= Trần Văn Khiêm =

South Vietnamese politician

Trần Văn Khiêm is the younger brother of Madame Ngô Đình Nhu, the former First Lady of South Vietnam, and a South Vietnamese politician, lawyer and public servant. He
was a press officer for South Vietnamese President Ngô Đình Diệm.

==Political career==

In 1963, during the Buddhist crisis, with relations between the United States and South Vietnam deteriorating, Khiêm drew up a hit list of American officials.
In the September 1963 legislative elections, Khiêm stood for the National Assembly for a seat in Vĩnh Long, which he subsequently won. At the same time, he was estranged from his sister and her husband, who suspected him of handing over sensitive information about the government.

==Family==
He had a child with Mireille Sautereau named Pierre in Paris.

==Criminal charges==

In 1986, Khiêm was charged with killing his parents, Trần Văn Chuơng and Madame Chuơng, in their Washington, D.C., home.

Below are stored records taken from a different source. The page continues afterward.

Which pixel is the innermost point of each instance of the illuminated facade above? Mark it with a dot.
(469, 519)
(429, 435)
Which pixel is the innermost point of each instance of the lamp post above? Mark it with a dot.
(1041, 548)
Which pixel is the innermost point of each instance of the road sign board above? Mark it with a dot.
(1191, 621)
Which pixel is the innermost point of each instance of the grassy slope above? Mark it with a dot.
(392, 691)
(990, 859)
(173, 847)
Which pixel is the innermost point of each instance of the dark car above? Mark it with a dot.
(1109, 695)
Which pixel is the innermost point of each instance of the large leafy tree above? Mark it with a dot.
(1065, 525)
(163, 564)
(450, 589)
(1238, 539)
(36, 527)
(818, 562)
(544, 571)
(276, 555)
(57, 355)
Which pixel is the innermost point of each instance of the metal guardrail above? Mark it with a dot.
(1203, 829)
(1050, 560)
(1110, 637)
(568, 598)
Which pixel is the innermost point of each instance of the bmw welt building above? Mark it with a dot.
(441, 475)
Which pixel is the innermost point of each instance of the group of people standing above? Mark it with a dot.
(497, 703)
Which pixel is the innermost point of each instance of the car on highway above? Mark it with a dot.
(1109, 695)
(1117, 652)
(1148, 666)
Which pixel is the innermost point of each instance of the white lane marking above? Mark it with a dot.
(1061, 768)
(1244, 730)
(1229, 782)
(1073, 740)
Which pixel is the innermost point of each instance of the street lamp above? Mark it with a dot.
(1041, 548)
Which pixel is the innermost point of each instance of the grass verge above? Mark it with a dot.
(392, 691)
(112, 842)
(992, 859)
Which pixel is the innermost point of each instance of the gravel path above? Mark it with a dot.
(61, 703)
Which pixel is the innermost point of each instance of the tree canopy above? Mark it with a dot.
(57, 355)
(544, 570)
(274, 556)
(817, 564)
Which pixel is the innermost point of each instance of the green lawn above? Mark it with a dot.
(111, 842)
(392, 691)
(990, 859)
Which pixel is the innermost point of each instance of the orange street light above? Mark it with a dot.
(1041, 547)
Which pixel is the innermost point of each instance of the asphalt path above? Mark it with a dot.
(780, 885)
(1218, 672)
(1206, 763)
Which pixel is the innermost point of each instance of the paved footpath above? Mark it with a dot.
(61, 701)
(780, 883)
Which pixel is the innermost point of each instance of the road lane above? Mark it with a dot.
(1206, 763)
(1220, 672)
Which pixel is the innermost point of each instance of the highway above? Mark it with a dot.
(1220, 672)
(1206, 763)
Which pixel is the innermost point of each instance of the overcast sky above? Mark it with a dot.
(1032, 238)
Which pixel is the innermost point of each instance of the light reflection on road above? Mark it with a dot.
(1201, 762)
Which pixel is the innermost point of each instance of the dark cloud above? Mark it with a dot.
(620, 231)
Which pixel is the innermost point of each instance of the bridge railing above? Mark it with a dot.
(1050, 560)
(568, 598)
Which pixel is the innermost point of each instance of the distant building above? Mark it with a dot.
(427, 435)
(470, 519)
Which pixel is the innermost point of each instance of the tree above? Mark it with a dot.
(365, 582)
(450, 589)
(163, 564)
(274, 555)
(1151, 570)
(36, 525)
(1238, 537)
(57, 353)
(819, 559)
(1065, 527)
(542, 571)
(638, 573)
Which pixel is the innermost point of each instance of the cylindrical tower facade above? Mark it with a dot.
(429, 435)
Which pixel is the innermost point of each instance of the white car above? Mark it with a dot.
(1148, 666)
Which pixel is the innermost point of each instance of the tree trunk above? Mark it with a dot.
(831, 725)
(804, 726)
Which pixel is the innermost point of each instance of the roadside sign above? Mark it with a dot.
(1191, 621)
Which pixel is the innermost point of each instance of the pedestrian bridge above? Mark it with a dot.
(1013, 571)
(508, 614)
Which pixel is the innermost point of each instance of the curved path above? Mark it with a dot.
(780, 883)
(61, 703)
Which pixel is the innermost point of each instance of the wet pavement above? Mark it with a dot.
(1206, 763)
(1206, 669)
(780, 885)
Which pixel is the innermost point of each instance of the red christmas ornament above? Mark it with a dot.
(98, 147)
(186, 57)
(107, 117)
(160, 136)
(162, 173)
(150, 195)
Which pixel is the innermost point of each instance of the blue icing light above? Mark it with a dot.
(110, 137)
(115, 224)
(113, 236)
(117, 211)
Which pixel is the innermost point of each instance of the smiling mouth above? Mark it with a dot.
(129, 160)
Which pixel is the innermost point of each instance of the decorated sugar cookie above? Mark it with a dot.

Chuơng had been South Vietnam's ambassador to the United States and observer at the United Nations under the rule of his daughter's brother-in-law, Ngô Đình Diệm. Khiêm was ruled unfit for trial on grounds of mental incompetence.

==Deportation==

In 1993, then 68, he was released from St. Elizabeths Hospital, when D.C. Superior Court Judge Curtis E. von Kann found that Khiem would never be competent to assist in his own defense. Immigration Judge John Milo Bryant ordered that Khiem be deported, and Immigration and Naturalization Service officials took him to Dulles International Airport, where he boarded a flight to France.